La mansión Crow Mirror – Capítulo XXII

MCM - cap 022

Capítulo XXII – VIEJOS AMIGOS QUE SE ENCUENTRAN.

Por Fernando Mora.

 

    Lo primero, recuperar los expedientes.

    Al segundo café consigo recordar dónde los puse anoche. No hubiera sido elegante portar en una mano una copa de Moët & Chandón y en la otra unas carpetas como si fuera un vulgar notario. En mis manos eran como un anuncio de neón que no podía confiar a nadie.

    Empezaba a angustiarme cuando fijé mi vista en una hermosa reproducción del cuadro “Gabrielle d´Estress y su hermana”. Había visto el original en el Museo del Louvre, tras la toma de París, y ya entonces me había llamado la atención el enigma del anillo que portaba una de las hermanas desnudas. La que recibía lo que parecía un pellizco en su pezón derecho. Muy apropiado, pensé. Lo del anillo, no lo del pellizco, claro. Y escondí tras el lienzo las carpetas.

    Como saliendo de la espesa niebla de mi resaca empieza a tomar forma la corazonada.

    —¡Señor Mongabay!, qué placer contar con usted en esta noche tan especial.

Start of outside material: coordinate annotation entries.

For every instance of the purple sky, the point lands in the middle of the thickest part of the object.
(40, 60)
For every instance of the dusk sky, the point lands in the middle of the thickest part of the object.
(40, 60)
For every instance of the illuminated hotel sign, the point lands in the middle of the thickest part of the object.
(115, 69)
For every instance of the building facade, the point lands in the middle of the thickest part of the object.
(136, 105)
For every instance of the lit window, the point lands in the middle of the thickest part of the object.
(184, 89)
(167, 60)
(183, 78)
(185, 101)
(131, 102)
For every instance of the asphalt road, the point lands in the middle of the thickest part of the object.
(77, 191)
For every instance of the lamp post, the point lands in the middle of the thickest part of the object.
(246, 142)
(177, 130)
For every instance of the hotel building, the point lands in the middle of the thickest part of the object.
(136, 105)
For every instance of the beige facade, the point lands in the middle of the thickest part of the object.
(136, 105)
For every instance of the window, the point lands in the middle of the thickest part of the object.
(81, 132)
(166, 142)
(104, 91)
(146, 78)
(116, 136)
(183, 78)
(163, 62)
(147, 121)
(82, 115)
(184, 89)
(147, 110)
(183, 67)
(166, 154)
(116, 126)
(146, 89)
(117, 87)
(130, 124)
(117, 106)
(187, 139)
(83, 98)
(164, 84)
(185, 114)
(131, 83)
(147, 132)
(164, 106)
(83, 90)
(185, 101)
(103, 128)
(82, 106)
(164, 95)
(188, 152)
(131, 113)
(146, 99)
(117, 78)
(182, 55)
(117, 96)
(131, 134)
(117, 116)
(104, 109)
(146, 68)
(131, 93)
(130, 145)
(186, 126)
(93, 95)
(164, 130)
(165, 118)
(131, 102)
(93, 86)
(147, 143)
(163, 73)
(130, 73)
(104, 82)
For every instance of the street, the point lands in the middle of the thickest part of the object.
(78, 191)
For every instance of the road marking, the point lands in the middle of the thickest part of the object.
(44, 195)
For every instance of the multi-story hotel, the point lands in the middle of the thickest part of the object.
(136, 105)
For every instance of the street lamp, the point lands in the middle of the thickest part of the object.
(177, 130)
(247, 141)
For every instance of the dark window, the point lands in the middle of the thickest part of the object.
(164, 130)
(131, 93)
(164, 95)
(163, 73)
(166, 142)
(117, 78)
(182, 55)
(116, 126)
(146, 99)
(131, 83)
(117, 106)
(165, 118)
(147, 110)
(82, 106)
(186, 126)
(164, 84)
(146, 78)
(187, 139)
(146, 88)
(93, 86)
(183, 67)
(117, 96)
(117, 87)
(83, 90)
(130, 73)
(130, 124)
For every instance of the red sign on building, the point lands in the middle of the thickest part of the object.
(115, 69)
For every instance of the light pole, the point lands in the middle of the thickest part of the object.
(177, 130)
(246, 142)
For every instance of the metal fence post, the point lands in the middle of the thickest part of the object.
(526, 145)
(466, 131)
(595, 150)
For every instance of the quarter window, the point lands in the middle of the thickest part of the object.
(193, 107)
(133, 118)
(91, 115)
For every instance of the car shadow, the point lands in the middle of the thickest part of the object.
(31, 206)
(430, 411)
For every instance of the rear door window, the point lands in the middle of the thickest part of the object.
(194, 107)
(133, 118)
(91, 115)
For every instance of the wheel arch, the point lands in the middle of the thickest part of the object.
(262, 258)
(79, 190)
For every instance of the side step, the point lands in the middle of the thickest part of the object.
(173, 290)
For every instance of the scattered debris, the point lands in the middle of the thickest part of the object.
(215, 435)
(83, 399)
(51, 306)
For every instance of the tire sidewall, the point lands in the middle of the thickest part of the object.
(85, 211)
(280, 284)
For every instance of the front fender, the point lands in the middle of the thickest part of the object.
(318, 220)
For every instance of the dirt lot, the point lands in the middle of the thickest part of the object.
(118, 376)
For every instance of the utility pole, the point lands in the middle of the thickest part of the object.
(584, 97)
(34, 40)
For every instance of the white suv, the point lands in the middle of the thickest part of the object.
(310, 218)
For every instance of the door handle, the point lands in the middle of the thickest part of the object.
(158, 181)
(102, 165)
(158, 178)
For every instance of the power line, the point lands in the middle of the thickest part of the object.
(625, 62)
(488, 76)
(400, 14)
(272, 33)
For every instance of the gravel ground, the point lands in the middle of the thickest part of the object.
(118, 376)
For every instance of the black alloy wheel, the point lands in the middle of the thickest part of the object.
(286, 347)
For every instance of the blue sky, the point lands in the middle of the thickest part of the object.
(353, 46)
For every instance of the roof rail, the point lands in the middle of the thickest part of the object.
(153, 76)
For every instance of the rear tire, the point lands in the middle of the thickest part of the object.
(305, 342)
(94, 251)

    —El placer es todo mío, señor Cromwell. La mansión luce hoy deslumbrante.

    —Quién quiere ser alguien en la vieja Nueva Orleans vendería gustosamente su alma al diablo por estar despidiendo el año con nosotros. Estamos orgullosos de ser el centro de atención de tanta gente ilustre.

    —Imagino que será una noche excelente para hacer negocios.

    —No le entiendo.

    —Música, champagne que mana de una fuente inagotable, hermosas esposas aburridas de sus maridos, maridos entrados en años en busca de la eterna juventud, habitaciones que guardan secretos inconfesables…Perfecto caldo de cultivo para un abogado.

    Un embarazoso silencio se hizo durante un breve instante. El suficiente para que reparase en los zapatos del abogado. Unos exquisitos zapatos Oxford. Empapados.

    Pagué la cuenta de los cafés y me guardé la nota en la que la camarera me había dejado su número de teléfono. La mañana era fría, como corresponde al primer día del año pero estaba determinado a entrar rápidamente en calor en cuanto volviera a la mansión.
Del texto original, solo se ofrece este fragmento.